For whatever reason, I find myself in the waiting room of the Emergency Room this week. The taxi ride takes me back to my first visits to Hong Kong when it was raining and I couldn’t believe how the motorways were entrenched in jungle. Secret green kingdoms cropped in by concrete. The hospital is high up on the mountain and stands next to a cemetery, which lies in plain view. It feels intentional, but it can’t be. I tell myself this as the taxi approaches the drop off point.
My visit is classed as non-urgent and so I am fated to wait with impatience growing rather than panic. It is raining. I am waiting. I am surrounded by old people who wait without complaint. Do they know about the cemetery? They seem comfortable, serene even, especially the grandmothers who are basically mahogany logs carved to life. They too hold non-urgent triage slips in their wooden hands. I like the sound of the word triage. Just the sound of it though.

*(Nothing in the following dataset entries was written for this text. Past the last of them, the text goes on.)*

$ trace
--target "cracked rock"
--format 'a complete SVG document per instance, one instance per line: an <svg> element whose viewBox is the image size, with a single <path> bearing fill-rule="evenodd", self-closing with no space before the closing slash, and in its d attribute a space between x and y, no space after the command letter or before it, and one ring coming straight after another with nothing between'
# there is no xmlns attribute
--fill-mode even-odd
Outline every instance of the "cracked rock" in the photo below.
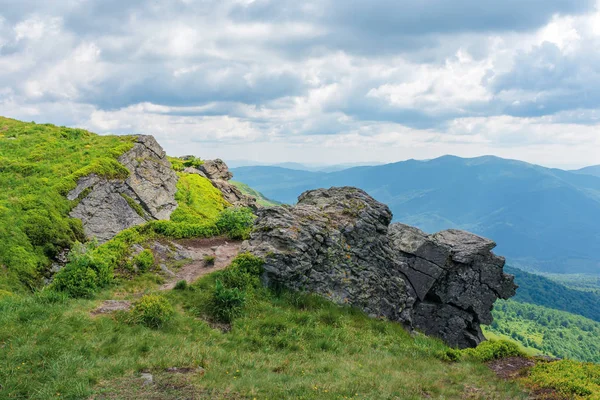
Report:
<svg viewBox="0 0 600 400"><path fill-rule="evenodd" d="M259 209L243 251L265 260L263 280L314 292L457 347L484 340L498 298L515 294L495 243L458 230L428 235L391 224L360 189L311 190L296 206Z"/></svg>

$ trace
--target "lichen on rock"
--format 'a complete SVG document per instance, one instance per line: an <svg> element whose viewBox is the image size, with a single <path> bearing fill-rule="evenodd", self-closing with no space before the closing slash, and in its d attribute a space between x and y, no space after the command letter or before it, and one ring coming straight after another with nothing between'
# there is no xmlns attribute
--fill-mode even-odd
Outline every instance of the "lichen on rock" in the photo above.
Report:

I try to remember the names of people called over the loudspeaker. They go and come back. It’s easy enough and not particularly fun. My phone is dead because while I made sure to pack plenty of reading material, I forgot the cable for my portable charger. An ideal situation if I actually did feel like reading right now. This is unlike me, so I make note of this unusual symptom, determine a diagnosis, and promptly forget to prescribe myself something. I look around again. The Olympics are being broadcast on the two flat-screens at the front of the room. I can’t believe that no one hits their head on the diving board. Incredible.
Stuck with not much to do other than what’s in front of me. I am reminded of something. Cramped seating. Waiting without knowing. Submitting to someone else’s control. Loudspeakers. What is it? I think for a moment. Ah, air travel. That old thing. Eventually my name is called.